Monday, May 28, 2012

Eight Artifact Designs That No Longer Serve A Purpose

You never notice them until someone points them out. Because they've always been that way. But once you know about them, you can't help but notice them, and appreciate how ridiculous we are in the way we have to keep things familiar.

These are all design elements on various things which used to have a function, but are now done "just for decoration" or because "we've always done it that way".

1. Slot Machine Payout Tray / Hopper

Slot machines originally both accepted and paid out cash. Modern slot machines pay out a printed receipt which you then cash at the cashier's cage. They no longer need the tray where the coins used to land, yet slot machines still have them. Some of them even play a recording of coins hitting the tray when you cash out and the machine prints its receipt!
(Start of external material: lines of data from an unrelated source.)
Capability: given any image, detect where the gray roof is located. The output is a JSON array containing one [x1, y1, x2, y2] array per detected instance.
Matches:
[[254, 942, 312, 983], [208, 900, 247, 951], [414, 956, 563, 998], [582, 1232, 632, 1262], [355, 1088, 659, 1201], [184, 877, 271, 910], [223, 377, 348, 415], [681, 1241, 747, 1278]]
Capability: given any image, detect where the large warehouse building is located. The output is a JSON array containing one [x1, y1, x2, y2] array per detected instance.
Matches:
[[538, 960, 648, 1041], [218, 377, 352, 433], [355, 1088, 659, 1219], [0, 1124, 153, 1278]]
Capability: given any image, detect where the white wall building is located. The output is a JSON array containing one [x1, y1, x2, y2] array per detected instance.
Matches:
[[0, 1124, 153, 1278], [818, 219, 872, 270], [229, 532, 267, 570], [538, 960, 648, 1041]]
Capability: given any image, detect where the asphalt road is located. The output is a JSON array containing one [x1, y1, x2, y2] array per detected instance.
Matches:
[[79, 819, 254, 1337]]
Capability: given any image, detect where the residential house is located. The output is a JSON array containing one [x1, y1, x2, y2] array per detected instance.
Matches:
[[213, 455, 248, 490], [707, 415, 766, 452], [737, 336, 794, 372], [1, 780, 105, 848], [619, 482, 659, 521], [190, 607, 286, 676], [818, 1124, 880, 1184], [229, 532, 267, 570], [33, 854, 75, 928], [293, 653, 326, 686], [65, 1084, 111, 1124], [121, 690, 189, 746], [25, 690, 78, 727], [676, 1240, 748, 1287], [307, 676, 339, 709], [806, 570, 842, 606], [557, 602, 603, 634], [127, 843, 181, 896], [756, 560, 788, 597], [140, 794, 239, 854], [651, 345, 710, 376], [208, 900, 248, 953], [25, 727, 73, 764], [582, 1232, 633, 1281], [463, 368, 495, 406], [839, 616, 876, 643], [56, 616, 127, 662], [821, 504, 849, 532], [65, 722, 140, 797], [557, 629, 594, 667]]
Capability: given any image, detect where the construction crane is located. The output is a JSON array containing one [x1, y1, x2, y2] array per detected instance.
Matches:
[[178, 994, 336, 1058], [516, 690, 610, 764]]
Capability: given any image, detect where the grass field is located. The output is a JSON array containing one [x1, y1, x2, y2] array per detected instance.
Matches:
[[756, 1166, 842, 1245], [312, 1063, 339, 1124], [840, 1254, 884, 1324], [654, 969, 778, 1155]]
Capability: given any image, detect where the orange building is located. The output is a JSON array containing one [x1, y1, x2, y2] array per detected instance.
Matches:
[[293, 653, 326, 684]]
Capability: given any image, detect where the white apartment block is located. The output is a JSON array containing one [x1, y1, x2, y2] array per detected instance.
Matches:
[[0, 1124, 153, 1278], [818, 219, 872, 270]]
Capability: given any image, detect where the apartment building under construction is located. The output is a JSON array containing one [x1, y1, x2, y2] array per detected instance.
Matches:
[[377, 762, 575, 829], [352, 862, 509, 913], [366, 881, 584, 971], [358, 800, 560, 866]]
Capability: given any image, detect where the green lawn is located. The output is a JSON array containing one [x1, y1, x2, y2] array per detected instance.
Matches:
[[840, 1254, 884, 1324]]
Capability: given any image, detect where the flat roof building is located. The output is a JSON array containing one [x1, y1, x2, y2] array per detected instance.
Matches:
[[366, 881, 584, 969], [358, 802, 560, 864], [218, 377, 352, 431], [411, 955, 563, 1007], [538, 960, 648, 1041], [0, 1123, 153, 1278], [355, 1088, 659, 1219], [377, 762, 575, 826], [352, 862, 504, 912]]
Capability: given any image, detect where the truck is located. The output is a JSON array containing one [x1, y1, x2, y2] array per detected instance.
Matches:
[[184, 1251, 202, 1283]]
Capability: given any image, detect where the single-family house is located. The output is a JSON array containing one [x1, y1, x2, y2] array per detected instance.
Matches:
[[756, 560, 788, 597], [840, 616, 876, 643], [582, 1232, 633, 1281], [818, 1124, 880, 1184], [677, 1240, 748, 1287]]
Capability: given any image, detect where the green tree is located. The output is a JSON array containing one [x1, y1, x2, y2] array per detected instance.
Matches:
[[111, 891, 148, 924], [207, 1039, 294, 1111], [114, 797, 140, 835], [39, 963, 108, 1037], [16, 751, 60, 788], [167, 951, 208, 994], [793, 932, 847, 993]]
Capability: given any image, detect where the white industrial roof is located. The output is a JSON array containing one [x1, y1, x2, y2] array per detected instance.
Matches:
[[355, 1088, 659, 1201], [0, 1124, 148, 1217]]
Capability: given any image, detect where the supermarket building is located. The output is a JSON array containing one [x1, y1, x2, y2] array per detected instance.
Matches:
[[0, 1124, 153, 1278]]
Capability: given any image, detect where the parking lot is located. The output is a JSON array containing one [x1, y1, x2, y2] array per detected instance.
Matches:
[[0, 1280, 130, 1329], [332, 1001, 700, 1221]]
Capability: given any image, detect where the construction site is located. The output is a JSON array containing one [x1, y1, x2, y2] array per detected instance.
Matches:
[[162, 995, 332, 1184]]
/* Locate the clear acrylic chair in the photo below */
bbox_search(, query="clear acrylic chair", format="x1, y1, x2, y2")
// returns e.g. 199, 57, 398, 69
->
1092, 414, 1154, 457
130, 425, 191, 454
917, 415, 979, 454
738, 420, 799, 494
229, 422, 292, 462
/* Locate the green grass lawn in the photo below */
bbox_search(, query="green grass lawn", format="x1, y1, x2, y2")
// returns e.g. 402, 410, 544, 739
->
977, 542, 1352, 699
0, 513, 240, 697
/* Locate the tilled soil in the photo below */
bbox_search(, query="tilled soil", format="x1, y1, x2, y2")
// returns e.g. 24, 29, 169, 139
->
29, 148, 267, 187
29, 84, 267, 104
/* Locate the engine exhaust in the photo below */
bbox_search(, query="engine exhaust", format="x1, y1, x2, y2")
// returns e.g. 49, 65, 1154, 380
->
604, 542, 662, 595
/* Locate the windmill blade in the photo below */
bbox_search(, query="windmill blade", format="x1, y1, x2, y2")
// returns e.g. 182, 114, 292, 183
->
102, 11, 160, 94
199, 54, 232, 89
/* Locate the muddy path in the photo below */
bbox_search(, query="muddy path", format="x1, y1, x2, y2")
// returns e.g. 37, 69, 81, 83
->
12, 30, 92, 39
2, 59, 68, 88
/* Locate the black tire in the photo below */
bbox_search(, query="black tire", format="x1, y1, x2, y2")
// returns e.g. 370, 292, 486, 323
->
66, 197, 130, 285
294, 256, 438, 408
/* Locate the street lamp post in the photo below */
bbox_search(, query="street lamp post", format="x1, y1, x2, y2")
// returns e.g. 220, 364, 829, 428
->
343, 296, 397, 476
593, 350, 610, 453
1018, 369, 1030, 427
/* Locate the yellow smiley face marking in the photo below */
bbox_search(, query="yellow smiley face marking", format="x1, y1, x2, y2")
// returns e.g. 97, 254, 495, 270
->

2. Cigarette Filter Design

Cigarettes used to have filters made from cork. When they switched to synthetic filters (usually made from cellulose), they kept the printed paper on the outside in a cork design.

3. Hood Scoops

Originally, hood scoops were necessary to direct the flow of air onto the engine to help cool it. Modern cars now have air ducts from other, less intrusive parts of the car, but some cars still keep the hood scoop design. If your car has a hood scoop, put your hand in it. It may be completely closed off!

4. Fake Wood Grain Covering

Things like shelf paper, tabletops, and counters may be made of plastic, metal, or even processed particle board, but they'll still have this tacky vinyl covering with fake wood grain on it. Once you're aware of it, you'll get tired of looking at it.

How about those station wagons in the 1970s which had fake wood paneling on the sides? These things persist even when they make no sense. Who would even want to drive a wooden car?

5. Hubcap Spokes

Ever notice how many car hubcaps still have spokes in the design, as if you were still unable to deal with the concept of a tire unless it resembled a Conestoga wagon wheel?

6. Digital Camera Shutter Sound

Like the casino hopper sound, consumer-grade digital cameras still play an audio sound of an old-fashioned camera's shutter sliding and clicking.

7. Your Keyboard Layout

The standard "QWERTY" layout of the keyboard was originally designed partly to keep neighboring typewriter keys from jamming when they hit together. Other keys' placement were originally required by the limitations of manual typewriter design - for instance, the 'CAPS LOCK' key is directly over the left shift key because it used to be a physical lever that held down the shift key itself; it would lock in place until you tapped it again. Modern computers and laptops have no such requirements, of course, but the keyboard stays that way.

A whole new generation of design appendixes evolved from the first generation of computers, too. The 'scroll lock' key, for instance, comes form the days when text-only computers scrolled monochrome text on a black monitor - you'd print something out, and then hit scroll-lock to freeze the screen until you could read that screen-full of text, and then release it to get to the next screen-full...

8. Computer And Phone Icons

Computer and phone icons are a virtual forest of visual metaphors for outdated technology. Look at that hourglass! How many of you have seen one in real life? Yet we use it to symbolize time, clocks, waiting, etc. And then there's those quill pens used for writing apps, envelopes used for email apps, cartoon speech bubbles used for texting apps... How about that floppy disk icon to represent the concept of saving a document? Floppy disks have been out of common use for at least a decade now.